With some of the best scientific and engineering schools in the world, France is home to some of Europe’s greatest technical talent. This is both an advantage and a weakness, particularly given the diversity of talent, experience and ideas that fuel these inherently innovative companies. A former entrepreneur, I know how difficult it can be to find the right combination of co-founders within a start-up. I had to rely on my personal connections and colleagues, and I was lucky.

For a new generation of entrepreneurs

But we are witnessing a convergence of two factors that favor the emergence of a new generation of entrepreneurs. First, the Great Dismissal radically disrupts the relative homogeneity of talent in France. After the pandemic, employees are leaving their jobs at an unprecedented rate. They want to try new things, learn new skills and achieve their ambitions.
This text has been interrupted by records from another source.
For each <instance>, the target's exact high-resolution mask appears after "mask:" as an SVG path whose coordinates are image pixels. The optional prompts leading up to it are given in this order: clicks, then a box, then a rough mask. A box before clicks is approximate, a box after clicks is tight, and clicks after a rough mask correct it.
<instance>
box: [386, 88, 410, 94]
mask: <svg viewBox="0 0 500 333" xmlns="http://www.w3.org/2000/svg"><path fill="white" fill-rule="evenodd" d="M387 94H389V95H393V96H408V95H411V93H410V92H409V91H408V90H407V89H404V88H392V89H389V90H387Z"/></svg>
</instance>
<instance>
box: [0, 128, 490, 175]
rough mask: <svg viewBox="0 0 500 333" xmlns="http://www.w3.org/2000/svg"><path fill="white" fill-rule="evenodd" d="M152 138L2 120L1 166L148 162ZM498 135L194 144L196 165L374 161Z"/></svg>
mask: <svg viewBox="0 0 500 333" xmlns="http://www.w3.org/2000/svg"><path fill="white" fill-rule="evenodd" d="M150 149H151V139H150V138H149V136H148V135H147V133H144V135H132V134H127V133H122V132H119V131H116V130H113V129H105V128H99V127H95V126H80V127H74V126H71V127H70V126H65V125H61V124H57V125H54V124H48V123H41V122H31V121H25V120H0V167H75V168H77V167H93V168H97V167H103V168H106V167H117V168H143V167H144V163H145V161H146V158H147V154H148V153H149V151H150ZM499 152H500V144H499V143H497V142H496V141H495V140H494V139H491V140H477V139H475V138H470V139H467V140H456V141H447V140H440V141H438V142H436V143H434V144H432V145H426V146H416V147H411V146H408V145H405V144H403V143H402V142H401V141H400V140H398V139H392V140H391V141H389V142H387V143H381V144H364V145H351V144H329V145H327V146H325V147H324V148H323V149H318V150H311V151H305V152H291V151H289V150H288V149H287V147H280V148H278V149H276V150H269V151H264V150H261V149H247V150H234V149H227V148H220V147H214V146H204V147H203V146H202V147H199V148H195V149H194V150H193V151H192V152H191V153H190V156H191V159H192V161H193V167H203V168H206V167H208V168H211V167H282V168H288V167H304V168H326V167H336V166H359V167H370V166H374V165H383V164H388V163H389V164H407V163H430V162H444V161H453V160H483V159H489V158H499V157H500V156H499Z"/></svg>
This is creating a wave of highly skilled people looking for a new challenge – many are turning to entrepreneurship. Second, this wave of talent is reinforced by the slowdown in investment in late-stage technology. Mass layoffs at Europe’s most successful startups are injecting talent into the market with exactly the skills needed to build a tech startup.

So with venture capital firms like Antler working with entrepreneurs to exploit this transformation of the French landscape to create new start-ups and ensure they have access to early-stage funding, there is potential for unprecedented growth in France.

This gives rise to a new generation of savvy founders with access to funding and plentiful human resources. By applying the lessons of the recession to create businesses with real revenues, for real customers, and generate real returns, they will undoubtedly end the doom.

So for anyone in France wondering what impact the tech recession could have on their careers, or whether the Great Layoff should inspire them to change, my message is simple: today is the best time to create a startup. up in France and the future of French technology will be defined by those who saw the opportunities in the adversity of this recession.